Yaşar Kemal’in son telefonu | Erdinç Akkoyunlu

İstanbul, 2014’ün Eylül’ü. Akşama kadar gazetedeki bilgisayarın ekranına ajanslardan düşen haberleri ve internet sitelerinin bol flashlı son dakikalarını takip ettikten sonra buğulanmış gözlerle etrafa bakarken, cep telefonumun sesini duydum. Başımı masamda bilgisayar ekranı ile klavyenin arasında duran telefona çevirdiğimde, ekranda beliren ‘Yaşar Kemal’ yazısını görünce de kendimi haber denizinde boğulmuş gibi hissettim: Otuz üç yıllık hayatınızda iyi şeyler, bir an denilebilecek zaman dilimine bile sığmayacak kadar kısa yaşandıysa, kötü düşüncelerle girilen çok sıkı bir arkadaşlığın adı kötümserlik olmaz. Belki karamsarlık olur. Peki, tamam “kapkaramsarlık”:

O an aklımdan, 91 yaşındaki Yaşar abinin öldüğü ve bu kara haberi bana vermek için eşi Ayşe Hanım’ın beni aradığını geçirdim. Ama telefonu da açmadım. İkinci ve üçüncü çalışına kadar kendimi bir ölüm haberinin melankolisine hazırladım. Üstelik telefonu açtığımda da, karşımdakine hüznümü geçirmeyip onu teskin etmeyi kurdum. Dördüncü çalışında telefonu açmazsam bunları yapamayacağımı düşünerek aç tuşuna dokunup, çatlak bir sesle,

“Efendim,” dedim. Sesim beni arayanın kulağına çarpıp parçalandığında da, tok bir erkek sesinin,

 “Erdinç sen misin?” diye telaşla karışık şüpheli sorusunu duydum. Bu Yaşar Kemal’di ve nedense, o ana kadar öldüğünü düşünerek çok melankolik bir hüzne dalmak üzereyken hevesim kursağımda kalmışçasına duraksadım. Yaşar abi, büyük bir felakete uğramamış olsa kendisi bana neden telefon etsin ve bu telaşlı sesle konuşsundu? Korkunun vitesini biraz daha yükseltip, bu kez ben Yaşar abiden daha telaşlı cevap verdim:

“Evet, Erdinç ben, Yaşar abi…”

Bu tonlama, kimliğim hakkında karşımdakinin soru işaretlerini giderdikten sonra, “Telefon ederek aklımı niye başımdan aldın. Hadi cevap ver,” demekti. Ve o an, yaptığımın farkına vardım. Sesimi yumuşatıp,

“Yaşar abi, aradığınıza çok mutlu oldum,” dedim…

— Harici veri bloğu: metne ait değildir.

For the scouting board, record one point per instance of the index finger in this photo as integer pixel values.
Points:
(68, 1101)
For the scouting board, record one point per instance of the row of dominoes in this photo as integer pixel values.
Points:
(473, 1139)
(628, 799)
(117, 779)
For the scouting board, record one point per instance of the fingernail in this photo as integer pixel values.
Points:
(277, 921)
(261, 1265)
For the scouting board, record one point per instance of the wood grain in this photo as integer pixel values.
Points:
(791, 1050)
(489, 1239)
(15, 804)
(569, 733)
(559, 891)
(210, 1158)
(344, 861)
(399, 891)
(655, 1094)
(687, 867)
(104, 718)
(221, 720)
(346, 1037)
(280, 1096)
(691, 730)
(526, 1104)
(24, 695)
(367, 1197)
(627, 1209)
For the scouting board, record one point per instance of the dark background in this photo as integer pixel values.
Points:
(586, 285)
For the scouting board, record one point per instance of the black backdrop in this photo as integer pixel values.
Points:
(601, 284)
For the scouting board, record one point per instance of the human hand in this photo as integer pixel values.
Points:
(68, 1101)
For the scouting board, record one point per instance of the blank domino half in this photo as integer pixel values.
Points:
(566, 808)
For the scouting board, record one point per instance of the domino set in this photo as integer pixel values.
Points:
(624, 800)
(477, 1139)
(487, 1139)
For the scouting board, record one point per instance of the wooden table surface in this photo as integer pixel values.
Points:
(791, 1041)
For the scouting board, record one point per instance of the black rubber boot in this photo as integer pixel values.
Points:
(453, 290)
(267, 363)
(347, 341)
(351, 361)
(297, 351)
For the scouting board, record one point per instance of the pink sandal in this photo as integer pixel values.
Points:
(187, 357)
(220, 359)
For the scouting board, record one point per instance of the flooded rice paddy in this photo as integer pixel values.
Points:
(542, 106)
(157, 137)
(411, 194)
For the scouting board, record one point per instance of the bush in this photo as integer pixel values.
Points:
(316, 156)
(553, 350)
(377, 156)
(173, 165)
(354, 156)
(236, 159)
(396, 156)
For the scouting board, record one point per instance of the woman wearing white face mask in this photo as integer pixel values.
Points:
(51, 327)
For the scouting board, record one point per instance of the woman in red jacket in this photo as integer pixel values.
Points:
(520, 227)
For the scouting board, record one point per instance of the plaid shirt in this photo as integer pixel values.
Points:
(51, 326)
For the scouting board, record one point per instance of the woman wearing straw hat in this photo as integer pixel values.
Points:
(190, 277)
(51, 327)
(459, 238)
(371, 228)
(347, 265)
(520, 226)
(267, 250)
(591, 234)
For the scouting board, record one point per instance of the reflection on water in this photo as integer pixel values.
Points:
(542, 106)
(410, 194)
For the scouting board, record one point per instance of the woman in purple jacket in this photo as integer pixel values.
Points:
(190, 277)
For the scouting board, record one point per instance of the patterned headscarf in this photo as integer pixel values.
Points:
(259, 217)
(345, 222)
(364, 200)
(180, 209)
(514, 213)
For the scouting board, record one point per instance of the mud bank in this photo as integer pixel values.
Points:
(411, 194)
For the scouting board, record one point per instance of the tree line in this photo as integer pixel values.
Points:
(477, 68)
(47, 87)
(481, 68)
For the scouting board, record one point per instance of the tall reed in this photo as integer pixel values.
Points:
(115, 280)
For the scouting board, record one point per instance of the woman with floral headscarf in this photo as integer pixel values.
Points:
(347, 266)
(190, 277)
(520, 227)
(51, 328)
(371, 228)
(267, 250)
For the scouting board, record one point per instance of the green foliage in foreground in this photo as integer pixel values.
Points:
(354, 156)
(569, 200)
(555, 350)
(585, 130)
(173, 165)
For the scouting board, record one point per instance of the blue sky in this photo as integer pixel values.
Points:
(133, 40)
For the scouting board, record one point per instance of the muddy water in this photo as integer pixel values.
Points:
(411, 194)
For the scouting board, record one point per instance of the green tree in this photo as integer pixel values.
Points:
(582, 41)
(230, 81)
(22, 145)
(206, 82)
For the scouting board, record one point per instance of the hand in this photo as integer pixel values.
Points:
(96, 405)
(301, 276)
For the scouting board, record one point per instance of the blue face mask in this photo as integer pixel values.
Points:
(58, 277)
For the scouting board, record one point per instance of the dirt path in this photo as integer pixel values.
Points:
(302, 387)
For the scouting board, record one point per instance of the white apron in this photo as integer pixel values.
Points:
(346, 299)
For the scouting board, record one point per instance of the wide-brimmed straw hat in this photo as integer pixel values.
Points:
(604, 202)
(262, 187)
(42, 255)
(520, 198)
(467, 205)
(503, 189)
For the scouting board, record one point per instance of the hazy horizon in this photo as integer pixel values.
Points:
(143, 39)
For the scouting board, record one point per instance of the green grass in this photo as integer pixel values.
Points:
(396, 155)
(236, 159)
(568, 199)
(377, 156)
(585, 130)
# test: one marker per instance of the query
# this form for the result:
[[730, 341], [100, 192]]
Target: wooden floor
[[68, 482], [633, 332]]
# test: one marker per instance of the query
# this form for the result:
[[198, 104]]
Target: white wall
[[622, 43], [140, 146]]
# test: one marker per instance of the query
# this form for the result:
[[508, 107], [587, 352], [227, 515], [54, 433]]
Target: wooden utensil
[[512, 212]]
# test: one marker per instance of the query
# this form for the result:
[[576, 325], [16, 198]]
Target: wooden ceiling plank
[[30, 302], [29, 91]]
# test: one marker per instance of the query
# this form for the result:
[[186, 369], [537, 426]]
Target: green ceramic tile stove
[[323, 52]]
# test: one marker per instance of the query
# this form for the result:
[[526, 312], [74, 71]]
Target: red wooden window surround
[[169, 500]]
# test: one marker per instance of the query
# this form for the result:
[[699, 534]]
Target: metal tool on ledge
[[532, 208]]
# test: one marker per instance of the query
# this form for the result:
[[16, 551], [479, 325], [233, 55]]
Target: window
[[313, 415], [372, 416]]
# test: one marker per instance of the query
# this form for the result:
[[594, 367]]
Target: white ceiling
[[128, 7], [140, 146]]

“Sağol,” dedi Yaşar Kemal. Son hamleyle Yaşar abi’nin yanlış bir numarayı hatta yanlış bir Erdinç’i arama kaygılarını sildiğimi, onun tok sesinin insana şakacı ve dünyada en önemli şeyin dostluk olduğunu anlatan tınısını duyunca anladım.

“Erdinç, iyi ki bizim Ayşe numaranı çevirdi. Allah razı olsun Ayşe abladan. İzin de verdi telefon için, yoksa ben numaranı nerde bulup arayacağım,” dedi. Ardından da yanında oturan ve söylediklerini ‘Ya, tabii, evet,” diye onaylayan Ayşe Hanım’a takılmasına gök gürültüsü gibi bir kahkahayla güldü Yaşar Kemal…

Ben de güldüm. Ve telefonu gazetenin sayfa yetiştirme telaşıyla birbirlerine beş-altı metrelik mesafelerden bağırarak işleri halletmeye çalışan editör kalabalığından sıyrılıp, haber toplantılarının yapıldığı boş salona girdim. O ana kadar aklımdaki tüm felaket senaryoları boşa çıkmıştı. Yaşar abi ölmemişti, anlaşılan başına benim bilmem ya da çözmem gereken bir felaket de gelmemişti. İnsanın yaşamına iyi şeyler yaşanmayınca, umudu da pek cılız oluyor. Nedense o anda aklıma, Yaşar abinin beni bunların dışında neden arayabileceğine dair bir şey gelmedi. Aslında kötü senaryo durumunda da neden benim aranabileceğime dair bir fikrim yoktu. Bu fikirsiz halimle suskunlaşınca, Yaşar abi o yaşındaki çok açık zihniyle durumumu kavradı. Bana herhangi bir duygusal yük bırakmamak için, neden aradığını izaha girişti:

“Efendiağa…”

“Buyrun Yaşar abi…”

“Seni rahatsız etmiyorum değil mi? Hani işin vardır…”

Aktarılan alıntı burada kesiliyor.